Anna, 21: Halb so schlimm

Auch ich gehöre zu den Menschen, die sich Zahnbehandlungen schlimmer ausmalen als sie am Ende sind. Ich habe ein bis zwei Jahre gewartet, nachdem ich das erste mal ein drücken der Zähne gesprüt habe, bis ich den Arzt habe röntgen lassen. (Vorher wollte er auch nichts sehen; er war sich sicher, dass meine Backenzähne noch Milchzähne waren…)

Die Panik vorher:
Ich habe zwei Überweisungen zum Kieferchirurgen bekommen (ich konnte zwischen zweien auswählen) und konnte mich zunächst nicht entscheiden, zu welchem im gehen sollte.

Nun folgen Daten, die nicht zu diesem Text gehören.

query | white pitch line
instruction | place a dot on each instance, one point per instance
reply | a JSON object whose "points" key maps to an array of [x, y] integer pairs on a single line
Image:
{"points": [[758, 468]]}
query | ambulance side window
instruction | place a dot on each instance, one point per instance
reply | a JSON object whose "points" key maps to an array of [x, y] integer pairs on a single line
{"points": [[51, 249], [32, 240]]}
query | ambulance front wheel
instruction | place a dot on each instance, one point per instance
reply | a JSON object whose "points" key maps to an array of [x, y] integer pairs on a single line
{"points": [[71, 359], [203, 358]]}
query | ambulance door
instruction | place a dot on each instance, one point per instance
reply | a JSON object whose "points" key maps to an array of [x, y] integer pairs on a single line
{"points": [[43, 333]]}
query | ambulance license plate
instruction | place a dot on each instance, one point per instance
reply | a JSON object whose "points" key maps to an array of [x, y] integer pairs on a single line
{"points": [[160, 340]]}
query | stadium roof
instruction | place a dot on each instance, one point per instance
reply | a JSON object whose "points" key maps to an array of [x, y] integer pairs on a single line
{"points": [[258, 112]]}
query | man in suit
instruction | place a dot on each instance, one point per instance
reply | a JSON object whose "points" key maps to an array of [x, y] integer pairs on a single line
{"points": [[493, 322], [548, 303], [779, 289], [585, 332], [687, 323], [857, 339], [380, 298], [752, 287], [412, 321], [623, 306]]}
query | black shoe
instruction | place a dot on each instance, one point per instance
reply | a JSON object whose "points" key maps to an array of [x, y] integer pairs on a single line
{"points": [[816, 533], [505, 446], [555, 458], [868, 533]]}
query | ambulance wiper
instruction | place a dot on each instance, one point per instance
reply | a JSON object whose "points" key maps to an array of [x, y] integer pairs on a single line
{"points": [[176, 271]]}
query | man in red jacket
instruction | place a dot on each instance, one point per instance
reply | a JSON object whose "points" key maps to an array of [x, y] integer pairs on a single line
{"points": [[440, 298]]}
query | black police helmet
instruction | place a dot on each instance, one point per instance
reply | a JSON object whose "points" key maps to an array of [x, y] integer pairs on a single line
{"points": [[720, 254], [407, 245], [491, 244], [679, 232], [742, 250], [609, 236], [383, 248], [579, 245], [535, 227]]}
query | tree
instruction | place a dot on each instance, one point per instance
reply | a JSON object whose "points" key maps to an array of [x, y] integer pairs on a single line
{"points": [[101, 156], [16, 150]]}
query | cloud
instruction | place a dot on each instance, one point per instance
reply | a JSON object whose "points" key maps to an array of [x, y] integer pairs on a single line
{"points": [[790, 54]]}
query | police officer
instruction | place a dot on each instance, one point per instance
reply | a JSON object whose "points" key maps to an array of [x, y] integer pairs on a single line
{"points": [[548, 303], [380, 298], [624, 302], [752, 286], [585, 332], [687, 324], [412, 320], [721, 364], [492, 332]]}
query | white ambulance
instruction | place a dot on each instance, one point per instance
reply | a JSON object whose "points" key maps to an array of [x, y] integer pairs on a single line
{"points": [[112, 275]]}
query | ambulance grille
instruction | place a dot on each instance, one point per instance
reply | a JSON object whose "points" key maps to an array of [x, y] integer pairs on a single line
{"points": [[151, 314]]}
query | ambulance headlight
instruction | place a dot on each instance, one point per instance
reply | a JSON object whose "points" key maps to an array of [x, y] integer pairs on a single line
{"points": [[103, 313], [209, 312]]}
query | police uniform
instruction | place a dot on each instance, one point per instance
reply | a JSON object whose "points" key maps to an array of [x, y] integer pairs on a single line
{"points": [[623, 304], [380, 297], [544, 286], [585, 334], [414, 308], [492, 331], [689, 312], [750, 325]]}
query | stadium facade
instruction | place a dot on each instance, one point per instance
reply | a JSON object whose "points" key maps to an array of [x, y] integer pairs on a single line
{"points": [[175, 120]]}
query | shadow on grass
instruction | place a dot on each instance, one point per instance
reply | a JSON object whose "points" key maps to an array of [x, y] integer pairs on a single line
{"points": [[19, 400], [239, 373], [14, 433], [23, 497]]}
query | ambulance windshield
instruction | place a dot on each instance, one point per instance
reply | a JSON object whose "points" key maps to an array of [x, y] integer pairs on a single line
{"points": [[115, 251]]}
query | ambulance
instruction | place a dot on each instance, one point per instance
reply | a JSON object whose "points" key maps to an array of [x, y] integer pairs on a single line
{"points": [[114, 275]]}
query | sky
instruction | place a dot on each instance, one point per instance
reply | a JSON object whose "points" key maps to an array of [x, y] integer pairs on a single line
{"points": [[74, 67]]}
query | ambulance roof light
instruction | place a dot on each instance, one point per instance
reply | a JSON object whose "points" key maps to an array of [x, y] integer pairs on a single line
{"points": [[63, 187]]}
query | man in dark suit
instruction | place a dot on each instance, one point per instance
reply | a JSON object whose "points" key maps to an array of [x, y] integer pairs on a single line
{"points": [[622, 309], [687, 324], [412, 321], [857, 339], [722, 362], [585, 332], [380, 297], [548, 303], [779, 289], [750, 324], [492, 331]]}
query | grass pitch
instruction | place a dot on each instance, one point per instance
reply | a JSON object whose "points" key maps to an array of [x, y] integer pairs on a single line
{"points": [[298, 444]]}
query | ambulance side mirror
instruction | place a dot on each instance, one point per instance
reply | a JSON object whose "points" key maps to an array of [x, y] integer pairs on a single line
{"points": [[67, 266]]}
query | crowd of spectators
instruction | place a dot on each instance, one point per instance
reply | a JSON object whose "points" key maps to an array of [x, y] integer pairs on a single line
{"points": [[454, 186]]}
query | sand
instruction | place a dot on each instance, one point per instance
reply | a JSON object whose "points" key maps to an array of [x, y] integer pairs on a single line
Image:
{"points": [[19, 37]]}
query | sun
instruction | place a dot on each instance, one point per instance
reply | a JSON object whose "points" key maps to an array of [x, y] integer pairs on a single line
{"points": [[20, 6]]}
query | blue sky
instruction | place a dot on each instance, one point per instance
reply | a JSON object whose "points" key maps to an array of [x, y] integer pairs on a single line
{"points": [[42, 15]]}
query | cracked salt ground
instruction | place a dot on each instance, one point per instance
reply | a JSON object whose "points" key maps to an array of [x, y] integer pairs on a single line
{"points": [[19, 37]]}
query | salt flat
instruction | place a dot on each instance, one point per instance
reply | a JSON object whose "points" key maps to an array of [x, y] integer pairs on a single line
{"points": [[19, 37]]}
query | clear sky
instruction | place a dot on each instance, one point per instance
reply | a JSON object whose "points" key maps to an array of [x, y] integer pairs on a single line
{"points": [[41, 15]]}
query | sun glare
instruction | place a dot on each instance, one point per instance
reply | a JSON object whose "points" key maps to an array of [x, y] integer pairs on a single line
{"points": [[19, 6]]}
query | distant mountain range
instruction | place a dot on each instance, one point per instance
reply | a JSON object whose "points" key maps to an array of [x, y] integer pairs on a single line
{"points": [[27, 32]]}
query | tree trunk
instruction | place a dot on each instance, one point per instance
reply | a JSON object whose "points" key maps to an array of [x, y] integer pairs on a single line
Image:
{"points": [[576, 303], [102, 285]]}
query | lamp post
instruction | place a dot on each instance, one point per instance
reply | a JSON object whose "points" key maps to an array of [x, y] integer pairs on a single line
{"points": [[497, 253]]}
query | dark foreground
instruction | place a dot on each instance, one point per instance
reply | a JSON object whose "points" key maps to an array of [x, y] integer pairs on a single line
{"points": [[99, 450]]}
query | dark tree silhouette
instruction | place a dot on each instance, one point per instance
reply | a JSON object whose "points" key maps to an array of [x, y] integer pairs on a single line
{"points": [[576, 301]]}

Als ich mich dann entschieden hatte, durfte ich, mit Baldrian bewaffnet, zwei Wochen auf den Beratungstermin warten. Ich habe verschiedene Unterlagen zugesendet bekommen, unter anderem „Risiken einer Vollnarkose“. Dort standen Risiken wie „gesunde Zähne verlieren“ oder „bluttransfusion kann nötig werden und dann sollte man darüber nachdenken, sich selbst im vorhinein Blut zu spenden, um bloß nicht an HIV zu erkranken […]“ und das hat mir noch mehr den Schlaf geraubt, da ich mir die OP nicht ohne Vollnarkose vorstellen konnte. Teilweise konnte ich die Risiken auch nicht nachvollziehen…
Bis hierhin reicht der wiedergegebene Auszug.